Il numero due di Maduro è ancora in carica, lasciando al suo posto il governo corrotto che ha destabilizzato il paese sudamericano. Trump e la sua banda di drogati a livello di governo ovviamente non hanno idea di cosa verrà dopo.

In modo imbarazzante, Trump e i suoi alti funzionari non posso nemmeno essere d’accordo SU chi dovrebbe prendere in mano il paeseper non parlare di come riusciranno a realizzare quel cambiamento.

Fedele alla forma, Trump non è dalla parte della leader dell’opposizione venezuelana María Corina Machado perché lei ha vinto il Premio Nobel per la pace grazie a lui, cosa di cui Trump è geloso e arrabbiato, secondo al Washington Post.

FILE - La leader dell'opposizione Maria Corina Machado saluta dall'alto di un camion durante la manifestazione di chiusura della campagna elettorale per il candidato presidenziale Edmundo Gonzalez a Caracas, Venezuela, giovedì 25 luglio 2024. (AP Photo/Matias Delacroix, file)
La leader dell’opposizione Maria Corina Machado saluta dall’alto di un camion durante la campagna elettorale di chiusura a Caracas, in Venezuela, nel luglio 2024.
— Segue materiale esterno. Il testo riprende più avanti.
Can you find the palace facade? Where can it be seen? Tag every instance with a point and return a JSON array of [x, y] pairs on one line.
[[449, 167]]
Inoltre, qualsiasi tipo di cambio di regime per realizzare l’obiettivo idiota di Trump di saccheggiare le riserve petrolifere del Venezuela richiederà molto più di quanto poche bombe possano realizzare – probabilmente richiedendo stivali a terra ciò metterà in pericolo la vita degli americani per un obiettivo che, secondo gli esperti, non vale il costo.

“Il Venezuela potrebbe produrre 4 milioni di barili invece del milione di barili che produce al giorno, ma ci vorrebbe forse poco meno di un decennio e 100 miliardi di dollari in totale in quel periodo per arrivare a 4 milioni di barili”, Francisco Monaldi, un ricercatore di politica energetica latinoamericana presso la Rice University, detto L’Atlantico. “Pochissimi paesi possono fare qualcosa del genere”.

I democratici collegano correttamente lo spreco iracheno al piano venezuelano di Trump.

Vignetta di Mike Luckovich

“Trump non esclude l’intervento americano sul terreno in Venezuela. Il popolo americano non lo vuole”, ha affermato il senatore democratico dell’Arizona Ruben Gallego, inviato in Iraq. ha scritto in un post su X. “Non vogliono che i loro figli vengano mandati all’estero a combattere per Big Oil mentre non possono permettersi una casa o l’assistenza sanitaria.”

“I disastri militari come la guerra in Iraq hanno derubato questa nazione di giovani vite, di miliardi di dollari e della nostra posizione morale nel mondo. Come puoi guardare un genitore negli occhi e dirgli che hai sacrificato la vita di suo figlio per i profitti della Big Oil?” James Talarico, candidato democratico al Senato del Texas, ha scritto in un post su X. “Come senatore degli Stati Uniti, non voterò mai per mandare il figlio o la figlia di qualcuno in guerra per arricchire i miliardari”.

L’operazione di cambio di regime di Trump è equilibrata frammentando i repubblicani e la sua base MAGAche ha fatto della promessa “America First” parte della sua identità.
“Svegliati MAGA. Il VENEZUELA non è una questione di droga; riguarda il PETROLIO e il CAMBIAMENTO DI REGIME. Questo non è ciò per cui abbiamo votato”, il rappresentante Thomas Massie (R-KY) ha scritto in un post su X.